Moltissimo. Ho avuto modo di visitare svariati paesi: Martinica, Stati Uniti, Brasile, Londra e ho lavorato con grandi attori americani tra i quali Joseph Cotten, premio Oscar per il “Terzo Uomo”.

La splendida colonna sonora di “Concorde Affaire ‘79” è di uno dei più grandi musicisti italiani, Stelvio Cipriani. Avete lavorato bene insieme?

Sì. Devo dire bene. È un vero professionista e ha soddisfatto i miei desideri.

Vorrei chiederle qualcosa sui suoi gusti cinematografici: ci sono dei registi contemporanei che ammira in modo particolare, o dei film che le sono piaciuti?

Vado al cinema quasi ogni giorno e mi comporto non come un critico, ma come uno spettatore medio. Adoro Spielberg, Ridley Scott, Bertolucci e anche Muccino. Amo molto seguire le storie girate nella maniera più semplice, in questo gli inglesi sono imbattibili.

Un argomento che purtroppo è un tormentone: che fine ha fatto (o sta facendo) il cinema italiano?

È finito male… è caduto nella melma.

Recentemente uno sceneggiatore mi diceva che secondo lui uno dei registi che ha fatto più danni è Nanni Moretti. La pensa anche lei così?

Non più di tanto, per lo meno le storie le sa raccontare.

Secondo lei perché i nostri film di genere sono più apprezzati all’estero che in Italia? O, se vogliamo, perché sono i registi stranieri a ispirarsi a Deodato, Di Leo, Fulci, e non i giovani italiani?

Perché purtroppo i giovani italiani non hanno umiltà. Quando li incontro mi fanno sentire una nullità, tanta è la loro presunzione.

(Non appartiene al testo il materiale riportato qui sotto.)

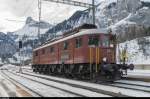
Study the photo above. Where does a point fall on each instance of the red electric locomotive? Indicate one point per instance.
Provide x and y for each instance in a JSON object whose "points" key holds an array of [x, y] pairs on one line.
{"points": [[86, 54]]}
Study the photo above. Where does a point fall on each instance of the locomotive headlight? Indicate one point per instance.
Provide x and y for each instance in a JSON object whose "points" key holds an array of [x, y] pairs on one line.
{"points": [[104, 59]]}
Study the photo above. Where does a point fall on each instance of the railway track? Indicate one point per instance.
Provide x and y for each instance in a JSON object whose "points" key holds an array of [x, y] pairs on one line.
{"points": [[141, 89], [126, 85], [132, 86], [15, 82], [63, 89]]}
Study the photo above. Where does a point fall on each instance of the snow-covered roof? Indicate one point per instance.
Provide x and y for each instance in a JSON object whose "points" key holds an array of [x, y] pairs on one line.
{"points": [[85, 32]]}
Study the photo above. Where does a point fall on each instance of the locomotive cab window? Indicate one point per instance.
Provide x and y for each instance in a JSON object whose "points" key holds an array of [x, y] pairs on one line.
{"points": [[105, 41], [93, 40], [78, 42], [65, 45]]}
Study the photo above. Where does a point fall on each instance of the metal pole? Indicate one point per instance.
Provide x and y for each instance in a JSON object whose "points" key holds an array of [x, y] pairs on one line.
{"points": [[39, 7], [93, 12]]}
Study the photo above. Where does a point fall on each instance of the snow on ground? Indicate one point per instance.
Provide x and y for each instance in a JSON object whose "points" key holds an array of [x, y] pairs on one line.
{"points": [[52, 92], [137, 54], [103, 87], [97, 86], [7, 89]]}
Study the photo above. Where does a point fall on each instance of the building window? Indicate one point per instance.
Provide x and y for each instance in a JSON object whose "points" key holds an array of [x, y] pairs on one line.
{"points": [[51, 49], [78, 42], [93, 40], [66, 45]]}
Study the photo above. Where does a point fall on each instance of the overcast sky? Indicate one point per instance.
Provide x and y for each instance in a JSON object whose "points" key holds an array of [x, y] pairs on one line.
{"points": [[19, 10]]}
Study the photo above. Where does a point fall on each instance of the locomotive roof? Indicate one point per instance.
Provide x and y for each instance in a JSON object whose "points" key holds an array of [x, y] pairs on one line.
{"points": [[85, 32]]}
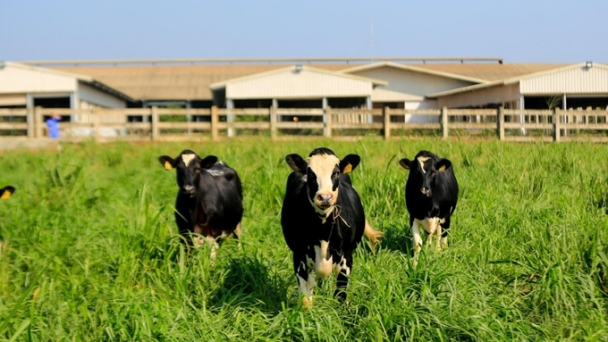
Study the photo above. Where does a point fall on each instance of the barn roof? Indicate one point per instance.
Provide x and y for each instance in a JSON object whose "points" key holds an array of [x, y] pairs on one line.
{"points": [[490, 72], [69, 74], [415, 68], [192, 82], [515, 79], [176, 82]]}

E si vestono come tanti Fellini trendy.

Quello che mi ha sempre colpito del suo stile è l’estremo realismo, anche nell’uso della violenza. Lo ha forse imparato da Rossellini?

L’ho già detto prima. Certamente sì.

Ha diretto due slasher molto interessanti: “La casa sperduta nel parco” e “Camping del terrore”. Le piace girare film del terrore?

Non molto, ma a distanza di anni ho rivalutato moltissimo “La casa sperduta nel parco”.

Una domanda forse banale, ma indispensabile: quali progetti ha in cantiere?

Ne ho due o tre ma non sarà facile realizzarli.

 

FILMOGRAFIA COMPLETA DI RUGGERO DEODATO

(lungometraggi)

Ursus il terrore dei Kirghisi (1964) (co-regia con Antonio Margheriti)
Gungala la pantera nuda (1968)
Fenomenal e il tesoro di Tutankamen (1968)
Donne, botte e bersaglieri (1968)
Vacanze sulla Costa Smeralda (1968)
I quattro del pater noster (1969)
Zenabel (1969)
Ondata di piacere (1975)
Uomini si nasce poliziotti si muore (1976)
Ultimo mondo cannibale (1977)
L’ultimo sapore dell’aria (1978)
Concorde Affaire ’79 (1979)
Cannibal Holocaust (1980)
La casa sperduta nel parco (1980)
I predatori di Atlantide (1983)
Inferno in diretta (1985)
Camping del terrore (1986)
The Barbarians (1987)
Un delitto poco comune (1988)
Lone Runner – Lo scrigno dei mille diamanti (1988)
Minaccia d’amore (1988)
Mamma ci penso io (1989)
La lavatrice (1992)
Vortice mortale (1993)
Ballad in Blood (2016)

 

1 commento

  1. Bah, l’unico film di Deodato che ho è CONCORDE AFFAIRE ’79, ma non per “merito” di Deodato, bensì per via del mio amore insensato per il Concorde (su quel tipo di aereo possiedo tutti i libri rintracciabili, tutti i film dove esso appare anche per un istante, ecc, ecc.).